We have spent $2,000 every 3 to 4 years trying to get a GOOD mattress that would last more than 3 to 4 years.
We have tried the “big” brands–Sealy, Simmons, etc, etc and we are now sleeping on a Lebeda bed made by a local manufacturer that is doing the same thing—it is flippable and not supposed to hollow out—which is our problem. No matter how much we spend–they hollow out in 3 to 4 years–and back we go to try to find one that will actually last past 4 years! I have read the info here–so hopefully the next time (shortly) we have to buy a mattress we will be better informed. But I despair of ever finding a bed that will last longer than 4 years without hollowing out…is there one out there?

Hi AvaS101,

You’ve probably read this already but just in case you haven’t the first place to start your research is the mattress shopping tutorial here which includes all the basic information, steps, and guidelines that you will need to make the best possible choice … and know how and why to avoid the worst ones.

In terms of durability … a mattress is only as good as its construction and the quality of the materials inside it (regardless of the name of the manufacturer on the label) and the biggest reason that a mattress will develop soft spots or start sagging prematurely is the use of lower quality and less durable materials in the upper layers in the mattress.

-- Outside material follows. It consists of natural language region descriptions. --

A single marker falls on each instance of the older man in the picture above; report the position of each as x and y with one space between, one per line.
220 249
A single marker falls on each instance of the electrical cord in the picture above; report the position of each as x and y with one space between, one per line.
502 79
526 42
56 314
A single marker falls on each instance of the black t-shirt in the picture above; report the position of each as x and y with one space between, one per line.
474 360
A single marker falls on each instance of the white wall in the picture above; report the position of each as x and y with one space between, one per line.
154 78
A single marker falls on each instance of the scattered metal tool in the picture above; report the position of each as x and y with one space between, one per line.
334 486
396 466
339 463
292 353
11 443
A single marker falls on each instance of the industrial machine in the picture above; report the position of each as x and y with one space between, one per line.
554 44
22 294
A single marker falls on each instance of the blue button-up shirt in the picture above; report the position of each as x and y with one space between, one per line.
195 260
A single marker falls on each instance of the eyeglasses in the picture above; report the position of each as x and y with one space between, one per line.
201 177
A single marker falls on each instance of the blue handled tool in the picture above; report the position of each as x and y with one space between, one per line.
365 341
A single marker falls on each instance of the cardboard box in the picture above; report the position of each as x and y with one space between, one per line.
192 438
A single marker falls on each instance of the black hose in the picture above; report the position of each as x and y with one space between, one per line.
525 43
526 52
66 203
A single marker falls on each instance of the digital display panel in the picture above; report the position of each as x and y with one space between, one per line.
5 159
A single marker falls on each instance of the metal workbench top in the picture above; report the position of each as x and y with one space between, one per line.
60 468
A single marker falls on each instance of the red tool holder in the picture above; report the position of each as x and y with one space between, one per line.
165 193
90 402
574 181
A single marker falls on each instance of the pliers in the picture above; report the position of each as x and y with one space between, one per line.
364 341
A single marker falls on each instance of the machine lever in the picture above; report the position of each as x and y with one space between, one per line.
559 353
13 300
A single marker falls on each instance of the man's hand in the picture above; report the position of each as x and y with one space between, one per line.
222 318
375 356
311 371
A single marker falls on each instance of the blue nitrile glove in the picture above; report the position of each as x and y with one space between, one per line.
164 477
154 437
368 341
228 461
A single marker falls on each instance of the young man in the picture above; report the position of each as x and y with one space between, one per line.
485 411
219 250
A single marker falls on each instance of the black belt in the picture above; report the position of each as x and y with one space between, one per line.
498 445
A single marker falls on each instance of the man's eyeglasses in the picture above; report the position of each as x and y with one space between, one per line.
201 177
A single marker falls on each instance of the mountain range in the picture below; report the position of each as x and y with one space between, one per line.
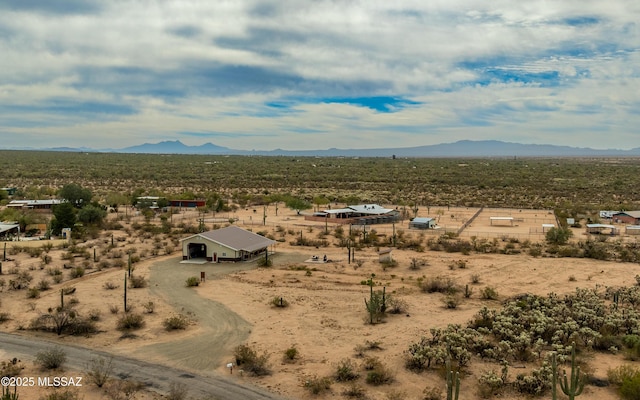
462 148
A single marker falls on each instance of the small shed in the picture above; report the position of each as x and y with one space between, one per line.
632 229
384 255
601 229
627 217
501 219
226 244
9 229
422 223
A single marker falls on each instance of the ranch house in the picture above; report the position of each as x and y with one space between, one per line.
627 217
364 214
226 244
36 205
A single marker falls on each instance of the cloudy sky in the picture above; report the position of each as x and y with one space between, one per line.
251 74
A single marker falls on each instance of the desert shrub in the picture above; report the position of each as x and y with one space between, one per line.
388 264
99 370
291 354
192 281
316 385
280 302
149 307
82 326
396 305
11 368
346 371
177 391
251 362
21 281
63 394
129 322
44 285
451 301
439 284
355 391
535 384
94 314
122 389
432 393
380 375
491 384
69 290
265 262
175 322
52 358
489 293
76 272
416 263
137 282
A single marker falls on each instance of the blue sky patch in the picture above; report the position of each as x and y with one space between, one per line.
384 104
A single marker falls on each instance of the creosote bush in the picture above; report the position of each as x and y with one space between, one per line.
248 359
489 293
316 385
291 354
175 322
192 281
279 302
346 370
52 358
99 370
137 282
130 321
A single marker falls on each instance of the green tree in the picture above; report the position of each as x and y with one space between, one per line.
64 216
91 215
75 194
558 235
115 199
297 204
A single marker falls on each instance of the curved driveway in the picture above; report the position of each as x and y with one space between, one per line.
221 330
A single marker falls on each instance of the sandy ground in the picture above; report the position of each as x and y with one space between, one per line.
326 317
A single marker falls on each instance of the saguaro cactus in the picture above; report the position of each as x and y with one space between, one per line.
7 395
573 387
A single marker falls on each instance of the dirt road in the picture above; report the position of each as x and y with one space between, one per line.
219 329
156 377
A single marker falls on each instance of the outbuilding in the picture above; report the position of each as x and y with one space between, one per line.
226 244
422 223
627 217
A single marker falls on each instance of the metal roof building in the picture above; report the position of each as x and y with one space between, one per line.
226 244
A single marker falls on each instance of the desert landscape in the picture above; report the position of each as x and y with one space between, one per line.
308 322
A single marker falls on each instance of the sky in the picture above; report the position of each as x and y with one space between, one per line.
301 75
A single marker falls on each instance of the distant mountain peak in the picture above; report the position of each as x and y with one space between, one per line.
461 148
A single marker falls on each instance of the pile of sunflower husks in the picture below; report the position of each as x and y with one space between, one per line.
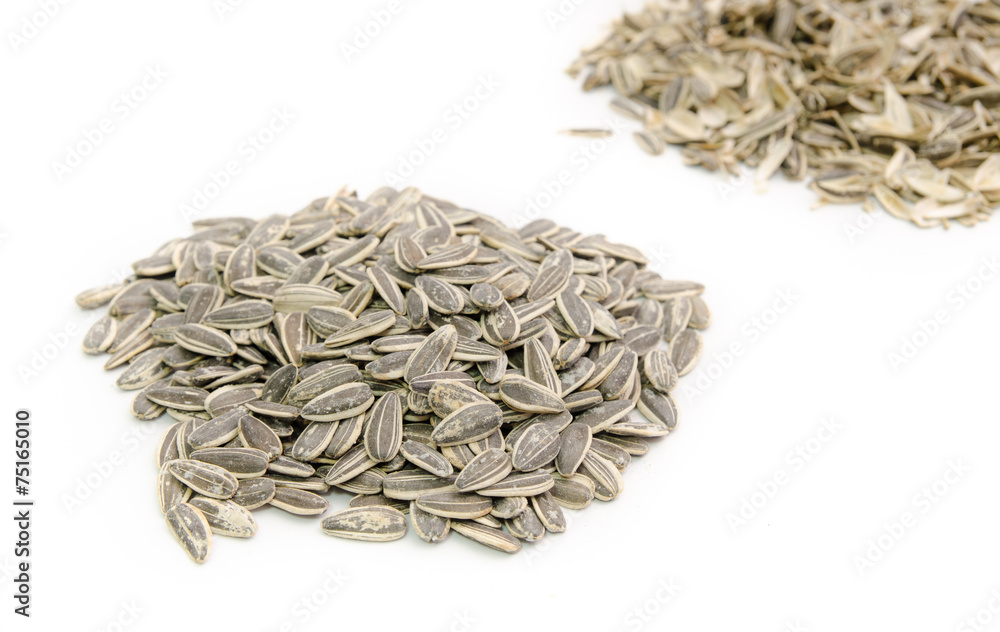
894 102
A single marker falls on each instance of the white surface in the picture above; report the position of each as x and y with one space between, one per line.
793 564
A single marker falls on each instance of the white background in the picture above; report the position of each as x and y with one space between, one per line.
856 294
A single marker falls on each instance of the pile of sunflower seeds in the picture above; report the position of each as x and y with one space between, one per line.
892 102
416 354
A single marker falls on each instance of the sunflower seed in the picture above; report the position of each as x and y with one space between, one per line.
522 394
170 490
226 517
191 529
410 485
100 335
487 468
367 524
253 493
298 502
384 431
469 423
519 484
574 442
339 402
456 505
686 351
427 526
406 350
487 536
538 446
204 478
426 458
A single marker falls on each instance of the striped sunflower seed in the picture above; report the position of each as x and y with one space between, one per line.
191 529
367 524
401 348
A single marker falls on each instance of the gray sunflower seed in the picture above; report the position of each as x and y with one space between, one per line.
441 296
577 314
204 478
179 397
299 502
519 484
427 526
191 529
170 490
369 325
339 402
98 296
290 467
253 493
240 462
226 517
205 340
677 314
243 315
508 506
426 458
538 367
549 512
367 524
455 505
522 394
433 354
607 479
383 434
487 468
657 407
575 492
411 485
353 463
574 443
254 433
487 536
526 526
469 423
100 335
660 371
602 416
612 452
686 351
217 431
313 440
538 446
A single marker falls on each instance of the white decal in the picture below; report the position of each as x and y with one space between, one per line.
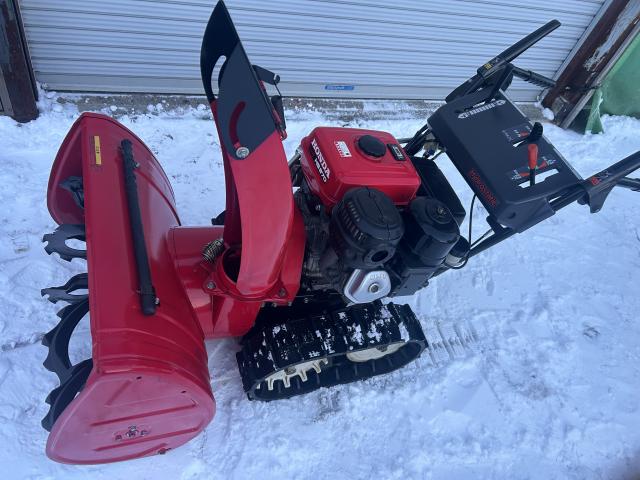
321 164
343 149
483 108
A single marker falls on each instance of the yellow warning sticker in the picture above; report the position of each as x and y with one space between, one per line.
96 144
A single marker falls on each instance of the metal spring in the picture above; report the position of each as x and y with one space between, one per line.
212 250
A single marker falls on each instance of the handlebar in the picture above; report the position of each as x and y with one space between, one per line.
502 61
519 47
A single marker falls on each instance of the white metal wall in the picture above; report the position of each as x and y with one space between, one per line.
404 49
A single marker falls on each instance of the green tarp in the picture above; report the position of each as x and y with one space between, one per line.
618 94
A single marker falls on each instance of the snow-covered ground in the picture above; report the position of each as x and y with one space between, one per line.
552 391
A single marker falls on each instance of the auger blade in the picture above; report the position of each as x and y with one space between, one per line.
64 292
56 241
57 340
61 397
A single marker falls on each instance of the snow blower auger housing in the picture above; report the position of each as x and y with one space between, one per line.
354 217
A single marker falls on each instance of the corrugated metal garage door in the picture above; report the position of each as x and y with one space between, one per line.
321 48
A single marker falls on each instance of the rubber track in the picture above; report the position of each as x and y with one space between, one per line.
329 335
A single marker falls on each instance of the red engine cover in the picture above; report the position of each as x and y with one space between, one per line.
333 163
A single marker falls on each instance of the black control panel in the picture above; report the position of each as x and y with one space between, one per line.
486 140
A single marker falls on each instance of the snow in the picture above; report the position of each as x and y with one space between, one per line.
551 393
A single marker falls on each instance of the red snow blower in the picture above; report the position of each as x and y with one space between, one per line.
298 263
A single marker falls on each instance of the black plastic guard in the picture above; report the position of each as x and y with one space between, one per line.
482 140
245 115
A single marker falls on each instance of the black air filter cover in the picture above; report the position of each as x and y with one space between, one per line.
365 228
432 230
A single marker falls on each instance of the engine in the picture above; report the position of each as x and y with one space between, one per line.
378 223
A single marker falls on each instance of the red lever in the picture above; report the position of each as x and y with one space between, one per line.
532 149
533 156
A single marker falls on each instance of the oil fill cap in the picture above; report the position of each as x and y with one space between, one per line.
372 146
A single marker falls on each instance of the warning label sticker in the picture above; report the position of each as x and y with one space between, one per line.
343 149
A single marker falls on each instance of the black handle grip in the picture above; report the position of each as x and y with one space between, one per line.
148 299
533 77
519 47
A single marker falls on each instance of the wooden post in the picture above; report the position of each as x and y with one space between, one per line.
18 92
592 60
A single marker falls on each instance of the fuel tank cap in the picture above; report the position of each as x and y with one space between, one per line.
372 146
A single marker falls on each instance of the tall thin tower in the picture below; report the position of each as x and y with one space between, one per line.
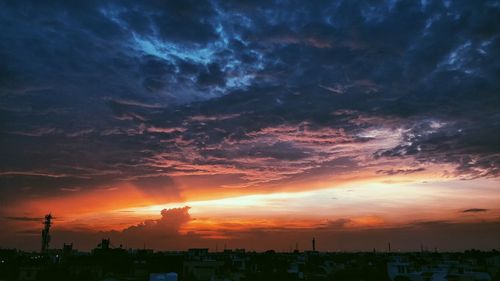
45 232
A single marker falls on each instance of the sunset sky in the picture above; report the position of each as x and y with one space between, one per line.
251 124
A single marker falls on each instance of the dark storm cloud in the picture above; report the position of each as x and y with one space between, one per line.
99 93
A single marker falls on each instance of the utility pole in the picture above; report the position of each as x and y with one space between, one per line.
46 233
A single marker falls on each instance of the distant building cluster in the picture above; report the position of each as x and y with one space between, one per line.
114 263
108 263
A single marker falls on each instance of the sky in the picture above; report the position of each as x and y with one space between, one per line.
251 124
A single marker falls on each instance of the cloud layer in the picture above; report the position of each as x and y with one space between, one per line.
174 97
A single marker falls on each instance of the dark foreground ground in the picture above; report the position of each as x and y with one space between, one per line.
199 264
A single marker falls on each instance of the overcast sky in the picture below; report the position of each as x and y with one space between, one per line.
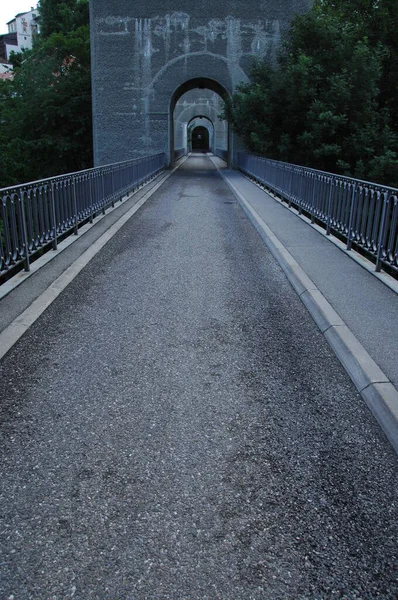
10 8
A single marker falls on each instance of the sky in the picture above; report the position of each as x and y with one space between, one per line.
10 8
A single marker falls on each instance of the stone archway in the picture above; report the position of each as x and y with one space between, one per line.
143 52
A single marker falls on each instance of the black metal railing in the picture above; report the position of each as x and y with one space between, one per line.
362 213
34 215
222 153
179 153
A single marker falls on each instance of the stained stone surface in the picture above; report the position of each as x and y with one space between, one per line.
143 51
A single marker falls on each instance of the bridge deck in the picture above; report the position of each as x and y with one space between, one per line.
175 426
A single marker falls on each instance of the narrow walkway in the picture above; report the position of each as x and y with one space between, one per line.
366 305
175 426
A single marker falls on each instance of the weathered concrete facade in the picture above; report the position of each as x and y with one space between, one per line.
200 108
145 55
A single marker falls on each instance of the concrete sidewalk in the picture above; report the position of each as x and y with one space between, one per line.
366 305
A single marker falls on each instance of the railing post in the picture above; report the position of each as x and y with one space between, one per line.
76 225
328 227
24 232
54 218
382 231
352 209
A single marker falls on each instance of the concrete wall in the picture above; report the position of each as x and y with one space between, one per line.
142 52
200 103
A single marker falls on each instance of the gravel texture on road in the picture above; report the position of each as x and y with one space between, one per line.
175 426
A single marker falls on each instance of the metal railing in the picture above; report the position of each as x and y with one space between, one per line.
222 153
34 215
179 153
362 213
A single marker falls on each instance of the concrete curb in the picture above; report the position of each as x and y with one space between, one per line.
12 333
20 277
361 260
374 386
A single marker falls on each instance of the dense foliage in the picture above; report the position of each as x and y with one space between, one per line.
45 112
331 102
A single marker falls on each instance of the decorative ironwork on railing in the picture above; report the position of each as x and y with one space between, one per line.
179 153
222 153
34 215
362 213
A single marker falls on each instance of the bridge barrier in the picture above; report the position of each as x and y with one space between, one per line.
33 216
179 153
362 213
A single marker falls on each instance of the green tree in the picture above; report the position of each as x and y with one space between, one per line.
45 112
62 16
325 104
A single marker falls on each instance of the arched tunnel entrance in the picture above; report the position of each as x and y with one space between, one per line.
200 139
195 122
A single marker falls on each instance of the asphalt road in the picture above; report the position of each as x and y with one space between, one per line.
175 426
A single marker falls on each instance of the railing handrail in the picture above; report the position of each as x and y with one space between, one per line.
34 215
364 214
373 184
37 182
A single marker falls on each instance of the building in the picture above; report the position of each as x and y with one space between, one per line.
21 32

Most major manufacturers use lower quality and less durable materials which is the reason I would avoid them but I would also avoid any mattress where you can’t confirm the quality of the materials inside it so that you can confirm there are no weak links in the mattress (see the guidelines here).

Other reasons that a mattress can soften or sag prematurely include a foundation that doesn’t provide suitable support under the mattress or a mattress that uses materials that are too soft for the people on the mattress (which can also reduce durability).

While there is no way to quantify how long any mattress will maintain its comfort and support for any particular person, if a mattress is well inside a suitable comfort/support range and isn’t close to the edge of being too soft when it is new (see post #2 here) and meets the minimum quality/durability specs that are suggested in the guidelines here then it would be reasonable to expect a useful lifetime in the range of 7 - 10 years and with higher quality and more durable materials like latex or higher density memory foam or polyfoam (in the comfort layers especially) it would likely be in the higher end of the range or even longer.

It’s always more realistic to think of about 10 years as a maximum reasonable expectation for any mattress no matter what the quality or durability of the materials and then treat any additional time after that as “bonus time” because after about 10 years the limiting factor in the useful life of a mattress will often be the changing needs and preferences of the person sleeping on the mattress and even if a mattress is still in good condition after a decade … a mattress that was suitable for someone 10 years earlier may not be the best “match” any longer.

Having said that … with higher quality materials throughout a mattress and/or for people whose needs and preferences or physical condition or body type hasn’t changed much over 10 years then “bonus time” or even “extended bonus time” with higher quality/density and more durable materials like latex or higher density memory foam or polyfoam or natural fibers is much more likely than with less durable materials.

There is also more about the most important parts of the “value” of a mattress purchase in post #13 here that can help you make more meaningful comparisons between mattresses in terms of suitability and PPP (Posture and alignment, Pressure relief, and Personal preferences), durability, and value.